So the Strib polls says that President Obama’s lead is within the margin of error and now the Romney campaign is touting that it will advertize in Minnesota ($30,000 by the campaign and $1.1 Million by his SuperPAC friends) …. hmmm … but wouldn’t he do better to escape SuperStormSandy and visit Minnesota … or at least send a prominent Republican to campaign in his behalf ?
Hmmm … who to pick … how about those that have had success in Minnesota before ?
And there are four that stand out …
In 2007, Newt Gingrich won the Republican Straw Poll (Gingrich got almost 39 percent, Sen. George Allen of Virginia, got about 15%, Secretary of State Condoleezza Rice and John McCain at roughly 10% then Florida Gov. Jeb Bush and Massachusetts Gov. Mitt Romney.)
In 2012, Rick Santorum won the Republican Primary (Santorum got 45% of the vote to 27% for Ron Paul, 17% for Romney)
Clearly Gingrich and Santorum have polled better than Mitt Romney … but maybe he needs someone with Minnesota roots …
How about Norm Coleman who got 41.98% of the votes in his last Minnesota election ?
Or how about Tim Pawlenty who got 46.69% of the votes in his last election barely winning by less than 1% but heck that was better than the 2010 results when the Republican nominee Tom Emmer got 43.21%).
That’s the key … well four keys… Mitt Romney has no track history in Minnesota … and his potential surrogates won’t help.
The problem may be Mitt Romney … or it may be the MN-GOP brand … which is discussed in St. Louis Park’s own, Tom Friedman’s column – with these key comments :
[Minnesota] G.O.P. hard-liners, while able to win their more conservative “exurbia” and rural districts, are not doing well when it comes to overall state politics. Minnesotans have not wanted to entrust them with the governorship or national Senate seats, which is another way of explaining why Mitt Romney only gained ground on Barack Obama when he started to market himself as a moderate ready to work with Democrats. Note to Mitt: Senator Amy Klobuchar, a Democrat, is up for re-election here and leading her libertarian G.O.P. opponent by 43 percentage points in the latest Star Tribune/Mason-Dixon poll (65 to 22) ….
… All of Klobuchar’s campaign ads are positive, and many feature Republican business leaders explaining why they are voting for her. Most Minnesota voters “want their politicians to be problem-solvers, not ideologues,” Klobuchar said to me. Senator Al Franken, who’s also laser-focused on jobs, boasted to me that Minnesota is now “The Silicon Valley of windows,” because of all the high-tech window manufacturers here. Franken, who’s also a St. Louis Park native, added, “Minnesota wants its politicians to operate on principles, but if one of your principles is to never compromise, they don’t want that.”
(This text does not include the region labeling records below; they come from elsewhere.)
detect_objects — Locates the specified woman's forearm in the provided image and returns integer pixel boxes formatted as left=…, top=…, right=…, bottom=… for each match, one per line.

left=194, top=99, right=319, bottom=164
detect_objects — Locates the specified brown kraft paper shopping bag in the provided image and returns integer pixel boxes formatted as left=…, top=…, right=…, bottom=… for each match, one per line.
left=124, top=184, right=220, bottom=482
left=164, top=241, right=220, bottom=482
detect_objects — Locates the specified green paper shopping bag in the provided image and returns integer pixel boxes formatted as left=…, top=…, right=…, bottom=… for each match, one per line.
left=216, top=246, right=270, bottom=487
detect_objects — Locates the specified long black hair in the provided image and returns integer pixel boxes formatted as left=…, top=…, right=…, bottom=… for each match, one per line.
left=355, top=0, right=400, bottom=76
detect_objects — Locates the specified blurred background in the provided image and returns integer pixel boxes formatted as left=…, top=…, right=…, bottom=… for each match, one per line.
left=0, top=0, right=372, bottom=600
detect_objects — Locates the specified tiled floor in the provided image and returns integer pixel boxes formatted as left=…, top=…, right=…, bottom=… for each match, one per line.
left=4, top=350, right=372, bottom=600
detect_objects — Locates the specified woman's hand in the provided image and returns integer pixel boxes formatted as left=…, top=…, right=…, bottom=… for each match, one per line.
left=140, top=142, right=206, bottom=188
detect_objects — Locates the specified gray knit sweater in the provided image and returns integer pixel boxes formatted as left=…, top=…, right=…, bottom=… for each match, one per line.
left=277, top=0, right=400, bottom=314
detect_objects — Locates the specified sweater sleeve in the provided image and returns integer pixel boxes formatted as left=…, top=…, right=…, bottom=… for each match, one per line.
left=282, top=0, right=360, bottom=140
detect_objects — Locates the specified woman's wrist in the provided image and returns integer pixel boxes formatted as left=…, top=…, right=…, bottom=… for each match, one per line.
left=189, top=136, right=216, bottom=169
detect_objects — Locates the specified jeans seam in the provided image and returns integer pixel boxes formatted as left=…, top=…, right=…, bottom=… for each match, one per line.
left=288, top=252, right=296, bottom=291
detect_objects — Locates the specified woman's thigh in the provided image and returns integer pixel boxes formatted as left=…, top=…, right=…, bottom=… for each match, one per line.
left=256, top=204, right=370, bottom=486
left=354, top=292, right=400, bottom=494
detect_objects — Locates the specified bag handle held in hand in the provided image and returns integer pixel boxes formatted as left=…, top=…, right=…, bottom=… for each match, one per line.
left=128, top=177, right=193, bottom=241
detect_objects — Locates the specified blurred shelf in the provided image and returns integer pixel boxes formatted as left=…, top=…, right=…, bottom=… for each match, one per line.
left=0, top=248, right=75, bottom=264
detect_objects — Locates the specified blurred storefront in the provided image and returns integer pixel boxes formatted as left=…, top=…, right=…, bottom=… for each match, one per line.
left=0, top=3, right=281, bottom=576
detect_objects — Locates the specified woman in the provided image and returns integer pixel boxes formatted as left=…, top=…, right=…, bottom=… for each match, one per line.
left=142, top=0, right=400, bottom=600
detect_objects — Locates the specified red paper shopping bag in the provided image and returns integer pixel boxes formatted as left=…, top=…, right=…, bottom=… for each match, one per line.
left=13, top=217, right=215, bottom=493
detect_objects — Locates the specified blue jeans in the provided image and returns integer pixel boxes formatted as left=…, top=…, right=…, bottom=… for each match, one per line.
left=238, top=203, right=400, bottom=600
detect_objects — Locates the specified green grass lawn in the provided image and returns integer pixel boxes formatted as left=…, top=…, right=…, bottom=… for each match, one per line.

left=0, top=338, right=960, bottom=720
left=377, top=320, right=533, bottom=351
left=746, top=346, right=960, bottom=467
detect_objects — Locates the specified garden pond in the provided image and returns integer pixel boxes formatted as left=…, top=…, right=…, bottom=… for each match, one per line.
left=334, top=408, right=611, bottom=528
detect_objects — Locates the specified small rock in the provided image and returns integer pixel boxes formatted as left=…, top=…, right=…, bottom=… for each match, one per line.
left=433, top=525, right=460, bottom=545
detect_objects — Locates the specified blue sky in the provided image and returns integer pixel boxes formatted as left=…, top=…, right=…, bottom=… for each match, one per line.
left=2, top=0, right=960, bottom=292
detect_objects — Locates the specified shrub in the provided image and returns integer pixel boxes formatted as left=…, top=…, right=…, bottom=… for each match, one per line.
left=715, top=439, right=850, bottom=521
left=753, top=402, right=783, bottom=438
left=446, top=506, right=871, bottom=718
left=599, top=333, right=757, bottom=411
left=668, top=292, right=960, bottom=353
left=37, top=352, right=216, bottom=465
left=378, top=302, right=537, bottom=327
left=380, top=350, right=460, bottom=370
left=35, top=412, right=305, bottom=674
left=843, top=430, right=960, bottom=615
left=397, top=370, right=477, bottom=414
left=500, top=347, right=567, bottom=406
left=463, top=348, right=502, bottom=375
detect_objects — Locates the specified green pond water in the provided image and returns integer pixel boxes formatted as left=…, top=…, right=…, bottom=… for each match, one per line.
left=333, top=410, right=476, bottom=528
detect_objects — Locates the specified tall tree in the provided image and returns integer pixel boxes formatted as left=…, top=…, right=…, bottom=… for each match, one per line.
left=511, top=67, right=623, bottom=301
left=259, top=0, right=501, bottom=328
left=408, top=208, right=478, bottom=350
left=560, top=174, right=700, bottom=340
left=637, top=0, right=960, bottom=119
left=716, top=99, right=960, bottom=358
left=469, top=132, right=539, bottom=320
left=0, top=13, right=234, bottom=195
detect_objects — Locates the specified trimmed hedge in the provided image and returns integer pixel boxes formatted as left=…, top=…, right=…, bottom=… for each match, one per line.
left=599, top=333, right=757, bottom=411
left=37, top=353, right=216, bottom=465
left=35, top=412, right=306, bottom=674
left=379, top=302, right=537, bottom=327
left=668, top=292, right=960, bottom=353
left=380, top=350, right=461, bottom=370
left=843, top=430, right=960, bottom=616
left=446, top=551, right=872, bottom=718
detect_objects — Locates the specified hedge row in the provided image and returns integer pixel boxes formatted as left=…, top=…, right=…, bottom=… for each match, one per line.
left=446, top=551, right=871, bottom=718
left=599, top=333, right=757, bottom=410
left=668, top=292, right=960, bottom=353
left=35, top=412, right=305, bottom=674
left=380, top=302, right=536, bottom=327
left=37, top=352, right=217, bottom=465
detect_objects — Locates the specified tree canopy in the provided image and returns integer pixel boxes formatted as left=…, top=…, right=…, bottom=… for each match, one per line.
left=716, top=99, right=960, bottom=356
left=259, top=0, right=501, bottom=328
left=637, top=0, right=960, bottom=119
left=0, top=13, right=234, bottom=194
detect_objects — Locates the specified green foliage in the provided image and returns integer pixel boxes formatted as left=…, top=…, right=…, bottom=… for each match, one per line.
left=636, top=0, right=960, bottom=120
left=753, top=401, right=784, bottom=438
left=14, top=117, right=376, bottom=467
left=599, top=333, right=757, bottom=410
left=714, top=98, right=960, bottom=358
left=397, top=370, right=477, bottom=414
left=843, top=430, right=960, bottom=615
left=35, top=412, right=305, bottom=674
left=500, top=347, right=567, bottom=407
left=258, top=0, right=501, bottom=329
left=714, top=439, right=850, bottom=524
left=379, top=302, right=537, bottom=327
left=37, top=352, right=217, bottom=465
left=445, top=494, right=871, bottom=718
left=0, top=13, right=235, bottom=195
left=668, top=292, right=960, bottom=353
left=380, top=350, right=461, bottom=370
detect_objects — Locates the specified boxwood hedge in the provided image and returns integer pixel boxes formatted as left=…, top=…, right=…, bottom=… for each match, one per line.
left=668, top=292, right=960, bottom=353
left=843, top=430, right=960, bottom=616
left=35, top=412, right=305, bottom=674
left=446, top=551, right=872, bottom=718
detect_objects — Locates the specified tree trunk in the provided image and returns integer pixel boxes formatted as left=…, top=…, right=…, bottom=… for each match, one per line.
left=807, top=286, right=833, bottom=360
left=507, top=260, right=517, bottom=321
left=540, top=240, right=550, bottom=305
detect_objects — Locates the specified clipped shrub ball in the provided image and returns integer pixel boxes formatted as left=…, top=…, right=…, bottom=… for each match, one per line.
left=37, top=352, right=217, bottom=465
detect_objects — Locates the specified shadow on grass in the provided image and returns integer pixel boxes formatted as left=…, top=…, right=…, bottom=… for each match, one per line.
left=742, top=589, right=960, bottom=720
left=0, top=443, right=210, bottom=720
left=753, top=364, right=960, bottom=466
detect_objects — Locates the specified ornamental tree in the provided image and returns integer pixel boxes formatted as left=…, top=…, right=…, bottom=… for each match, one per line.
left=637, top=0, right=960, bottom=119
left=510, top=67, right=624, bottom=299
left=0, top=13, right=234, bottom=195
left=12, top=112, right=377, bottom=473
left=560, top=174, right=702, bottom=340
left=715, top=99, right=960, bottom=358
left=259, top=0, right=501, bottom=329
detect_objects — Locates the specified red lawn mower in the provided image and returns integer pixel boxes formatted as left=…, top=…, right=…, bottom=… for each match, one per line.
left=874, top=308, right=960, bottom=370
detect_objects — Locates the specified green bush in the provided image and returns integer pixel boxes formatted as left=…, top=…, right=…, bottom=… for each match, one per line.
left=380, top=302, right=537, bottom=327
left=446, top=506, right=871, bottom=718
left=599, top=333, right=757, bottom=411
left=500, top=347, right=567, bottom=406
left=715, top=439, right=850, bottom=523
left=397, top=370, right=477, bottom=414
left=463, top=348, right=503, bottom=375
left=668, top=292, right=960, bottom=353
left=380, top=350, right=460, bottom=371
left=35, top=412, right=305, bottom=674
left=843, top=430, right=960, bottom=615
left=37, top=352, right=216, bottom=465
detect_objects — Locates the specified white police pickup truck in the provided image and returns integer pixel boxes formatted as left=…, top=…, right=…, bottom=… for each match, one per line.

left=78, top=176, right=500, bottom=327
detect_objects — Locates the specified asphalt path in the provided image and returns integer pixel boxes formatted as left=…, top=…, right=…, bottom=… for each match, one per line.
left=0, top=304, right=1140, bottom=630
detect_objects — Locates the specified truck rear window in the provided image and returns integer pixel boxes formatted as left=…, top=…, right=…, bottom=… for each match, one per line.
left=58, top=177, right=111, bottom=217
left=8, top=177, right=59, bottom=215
Many business-oriented Republicans here are not only voting for Klobuchar but are giving her money, because they’ve become frustrated by the far-right lurch of the state G.O.P., explained Lawrence Jacobs, a politics expert at the Humphrey School of Public Affairs at the University of Minnesota. The state is home to many global companies that would accept some tax increases to build better infrastructure and schools in order to have better-educated workers. And the Republican-dominated Chamber of Commerce here is leading the charge for open immigration, so Minnesota can bring in more knowledge workers from India to enrich its work force.
“In Minnesota, for many years, we had a party structure that was dominated by leaders who wanted to win and problem-solve,” said Jacobs. Now, he added, the State Republican Party is dominated by Tea Party and libertarian insurgents, not the business community, and their attitude is “we play for principles and if we lose so be it.”
Hmmm … Mitt Romney’s chances of winning are doomed … “Minnesota wants its politicians to operate on principles” and for Etch-a-Sketch Romney that will not work … but he will get votes because the “Tea Party and libertarian insurgents” attitude is “we play for principles and if we lose so be it.” They will vote for Romney (or Gary Johnson (or maybe even write-in Ron Paul)) because they do not care if they lose … they will win on principle.